# overcharging troubles , please help



## beateraltima (May 1, 2006)

hello all , 
i was driving the altima the other day and the batt. light and the brake light went off at the same time , checked the brake fluid level is fine , i hooked up a voltmeter to the battery with the engine running and it read 18 volts , its overcharging , then all of a sudden it pops the 75A battery fuse . do these cars have internal or external voltage regulators ? i dont have a manual could someone please help me as far as further testing proceedures , or if this is a common problem with these cars what is the fix ? , ive searched iatn.net and other boards with no luck , i hate to throw an alternator at it if the altima has a bad external regulator , any help would be appreciated . or if anyone has a link to a .pdf manual that would be nice too )


----------



## UKquest (Oct 1, 2005)

I dont know if there is an external regulator or not but I will find out at work tomorrow. It does sound like a regulator problem. If its internal I will price up an alternator for you. I work at Auto Value and can buy anything at cost plus 10%.


----------



## Darktide (Jul 29, 2004)

most newer cars will have an internally regulated altenator. 
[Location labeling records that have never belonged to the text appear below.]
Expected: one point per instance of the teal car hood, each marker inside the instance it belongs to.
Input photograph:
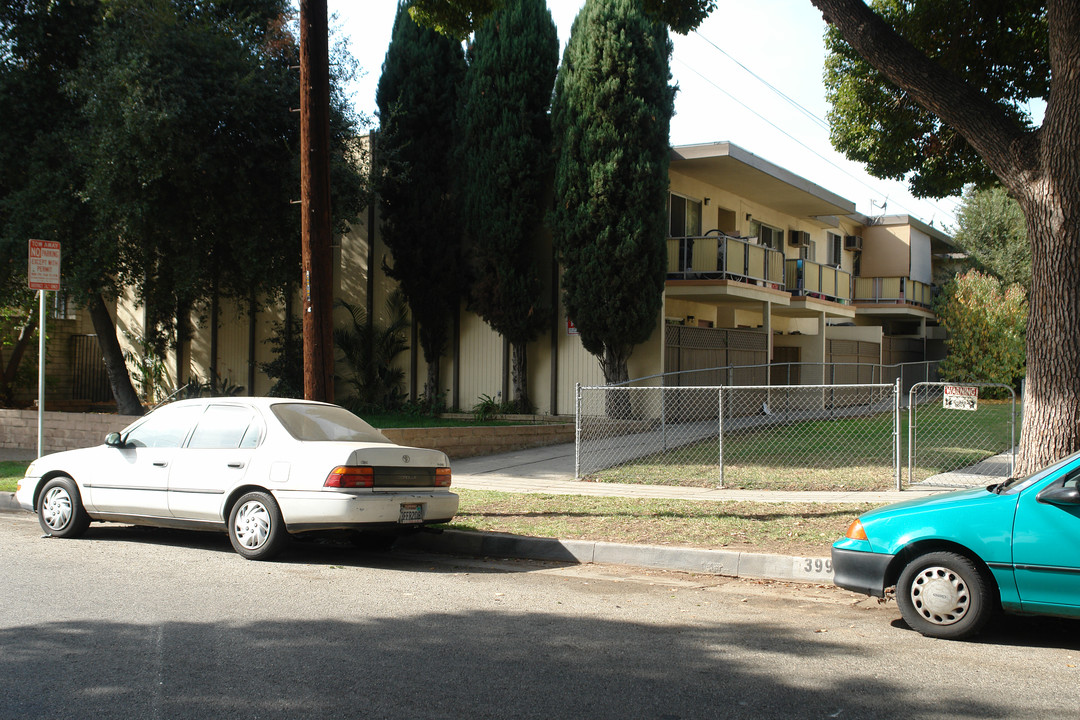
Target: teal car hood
(976, 518)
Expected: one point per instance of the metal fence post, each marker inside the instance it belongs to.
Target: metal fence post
(910, 434)
(577, 432)
(663, 416)
(1012, 436)
(895, 432)
(719, 432)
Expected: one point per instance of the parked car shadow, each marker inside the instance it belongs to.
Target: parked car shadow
(1024, 632)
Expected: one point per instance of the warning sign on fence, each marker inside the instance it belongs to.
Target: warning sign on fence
(960, 397)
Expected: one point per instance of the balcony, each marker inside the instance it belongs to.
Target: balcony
(723, 257)
(808, 279)
(893, 290)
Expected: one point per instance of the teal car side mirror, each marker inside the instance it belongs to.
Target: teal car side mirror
(1060, 496)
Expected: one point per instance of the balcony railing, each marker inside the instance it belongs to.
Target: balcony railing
(893, 290)
(808, 279)
(723, 257)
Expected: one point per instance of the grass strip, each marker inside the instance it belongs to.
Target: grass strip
(800, 529)
(11, 473)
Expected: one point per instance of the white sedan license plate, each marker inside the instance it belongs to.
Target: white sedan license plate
(410, 513)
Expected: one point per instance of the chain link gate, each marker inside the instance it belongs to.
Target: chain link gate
(955, 438)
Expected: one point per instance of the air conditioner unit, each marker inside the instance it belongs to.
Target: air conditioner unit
(798, 238)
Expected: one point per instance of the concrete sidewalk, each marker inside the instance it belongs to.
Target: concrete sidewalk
(550, 471)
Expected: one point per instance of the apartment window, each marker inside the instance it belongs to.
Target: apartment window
(835, 248)
(767, 235)
(684, 216)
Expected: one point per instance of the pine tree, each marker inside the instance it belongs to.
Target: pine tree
(611, 113)
(417, 98)
(504, 158)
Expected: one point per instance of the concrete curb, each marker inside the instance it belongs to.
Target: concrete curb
(731, 564)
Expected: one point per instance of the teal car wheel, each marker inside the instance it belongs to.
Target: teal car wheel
(944, 595)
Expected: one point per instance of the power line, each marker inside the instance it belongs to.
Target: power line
(809, 113)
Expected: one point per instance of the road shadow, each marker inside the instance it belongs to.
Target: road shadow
(481, 664)
(316, 551)
(1023, 632)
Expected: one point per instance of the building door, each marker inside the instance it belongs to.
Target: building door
(785, 368)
As for this case... test the battery as well. The battery could be gone as well. And it sounds like it probably will be. Best of luck to you.

Darktide


----------



## beateraltima (May 1, 2006)

i replaced the alternator , it solved the overcharging , its normal now at 14.3 volts , however it keeps blowing the fuse on the bottom left of the interior panel now , its labeled " electronic parts " , i guess i need to get a manual and read some wiring diagams ;( , so far im not impressed with altimas , it just seems like one damn thing after another with this one .


----------



## Darktide (Jul 29, 2004)

well so far I think you're jumping the gun. You're basing judgement on a car that's 10 years old at least (since we don't know the actual year of your car). I think that's kinda unfair. I've had some small issues with mine (2000 SE) but for the most parts its been a rather nice ride. Treats me very well. Just check to see if you've got some wires touching. Something might just be grounding out that shouldn't be. It all depends on how fast the fuse blows. 

Darktide


----------



## LONDONDERRY (May 19, 2004)

Darktide said:


> well so far I think you're jumping the gun. You're basing judgement on a car that's 10 years old at least (since we don't know the actual year of your car). I think that's kinda unfair. I've had some small issues with mine (2000 SE) but for the most parts its been a rather nice ride. Treats me very well. Just check to see if you've got some wires touching. Something might just be grounding out that shouldn't be. It all depends on how fast the fuse blows.
> 
> Darktide



I would check the condition of the battery, if its more that 5-6 years old its time for a new one. Check the condition of the negative cable fom the frame to the battery and the positive as well. The Haynes manual offers the wiring diagrams and trouble shooting you need.

Good luck
Frank


----------



## beateraltima (May 1, 2006)

i went out and bought a haynes manual for $24 , whata a ripoff , anyways the wiring diagrams arnt complete so i dont know , i think the transmission control module may be fried because the o/d light and switch are not working and they are on the same circuit as the fuse that keeps blowing , no obvious wire damage anywhere after inspection , im stumped


----------



## LONDONDERRY (May 19, 2004)

beateraltima said:


> i went out and bought a haynes manual for $24 , whata a ripoff , anyways the wiring diagrams arnt complete so i dont know , i think the transmission control module may be fried because the o/d light and switch are not working and they are on the same circuit as the fuse that keeps blowing , no obvious wire damage anywhere after inspection , im stumped



This is for everyone.
go to website http://www.phatg20.net
there you can download, as I did, the factory service manuals for your Nissan


Frank


----------



## petes71 (Apr 19, 2006)

WOW thanks Frank. Awsome manual! Needed something like this to supplement the haynes manual


----------